伝説の男

2012年4・5月

伝説の男 vol.16 「劉志明」

 今、サイパンではマッサージ業界が熱い。その第一人者、劉志明(りゅうしめい)は中国・揚州出身。幼少の頃から、漢方を栽培して自ら調合して売る父の背中を見て育った。その中で、ごく自然に医学に興味を覚え、南京中医学院へ進学。卒業後、中国の病院に6年間勤務する。が、当時は医者であっても収入は少なく、1997年、一念発起してこのサイパンの地で、日本人向けに「ダイナミック指圧」を開業した。半年後には2号店、1年後には4号店まで拡大。成功の理由は、何より医者の視点で磨かれたマッサージの技術。彼が手がける客は確実に満足して帰り、再び友だちを連れて戻ってきた。

  この成功に自信をつけた彼は、レストラン事業にも手を伸ばす。2004年に中華料理店「揚子江」を、続けてベトナム料理店をオープン。マッサージ事業では2008年に「ダイナミック指圧」グアム店を、さらに同時期、ハファダイビーチホテルに「Lagoon Spa」を、また、日本人向け観光情報サイトの運営もはじめた。しかし、サイパンの景気はみるみる急降下。日本人観光客が激減する中、震災が襲った。経済は悪化の一途をたどり、事業継続の決断が迫られた時、自らの存在を見つめ直すことになる。原点回帰。本来の得意分野はマッサージ。拡げすぎた事業を整理して、そこに集中するしかない。苦渋の決断だった。

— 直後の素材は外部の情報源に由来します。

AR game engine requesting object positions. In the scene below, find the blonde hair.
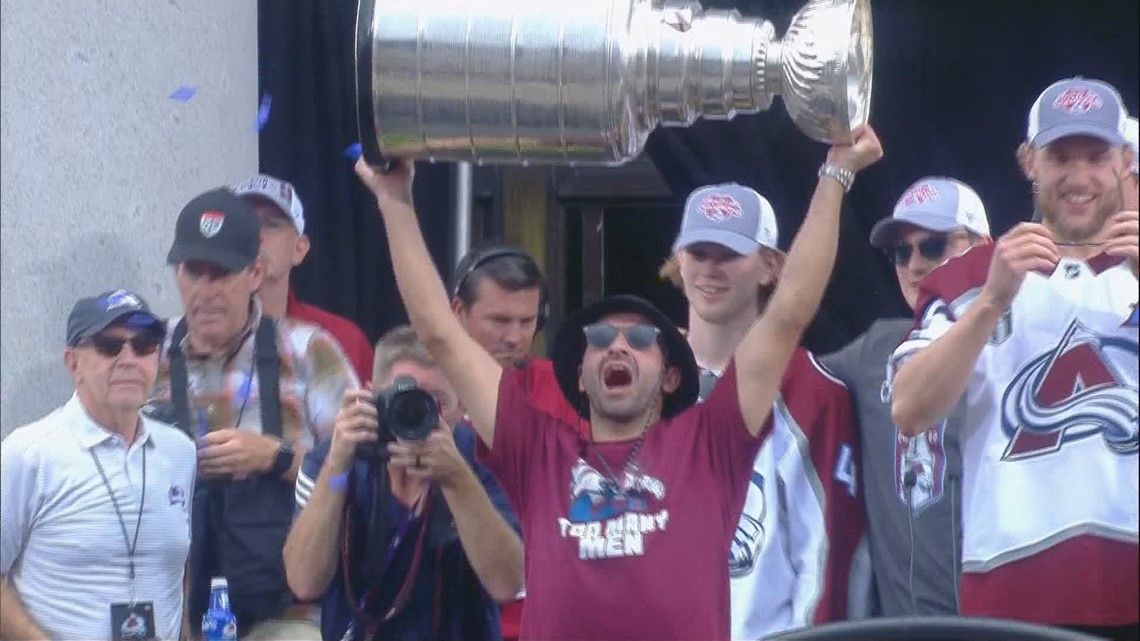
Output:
[372,325,438,384]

 日本の文化や伝統をこよなく愛する、彼の店の客は15年間、ほぼ100%日本人。店づくりも、日本人の好みに合わせきた。その成功事例が「Lagoon Spa」。従来のマッサージ店ではなくハイクラスなSPAスタイルにしたことで人気に。2010年4月にオープンさせた「Spa Verde」 も日本のトレンドを踏まえて自然にこだわり、オーガニック素材をふんだんに取り入れた。しかも、個室でグループやカップルが楽しめるように、部屋の中にジャグジー、シャワー、トイレを完備。従来までの男性客はもちろん、カップルや女性客がひっきりなしに訪れる。今年1月、コーラルオーシャンポイントリゾートに登場した「Lagoon Spa」2号店も期待されるところだ。

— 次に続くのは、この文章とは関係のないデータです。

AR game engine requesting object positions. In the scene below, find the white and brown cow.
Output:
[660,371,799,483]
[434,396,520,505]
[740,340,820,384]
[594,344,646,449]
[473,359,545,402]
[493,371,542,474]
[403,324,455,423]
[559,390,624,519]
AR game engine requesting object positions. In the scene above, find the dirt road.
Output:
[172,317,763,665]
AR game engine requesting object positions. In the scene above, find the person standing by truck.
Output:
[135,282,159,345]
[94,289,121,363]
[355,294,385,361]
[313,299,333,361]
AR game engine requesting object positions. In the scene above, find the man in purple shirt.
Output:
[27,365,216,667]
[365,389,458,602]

 現在、サイパンは韓国、中国からの観光客が増えている。けれど、今後も日本人だけを見つめて、日本の旅行会社をしっかりとサポートしたい、と揺るがないこの男。その人生をたどると、趣味と呼べるものは何ひとつない。ただ、実直に仕事を愛し、ひたむきに働く。何だか今の日本人より、日本人のような気がして、心から頑張ってほしいと思った。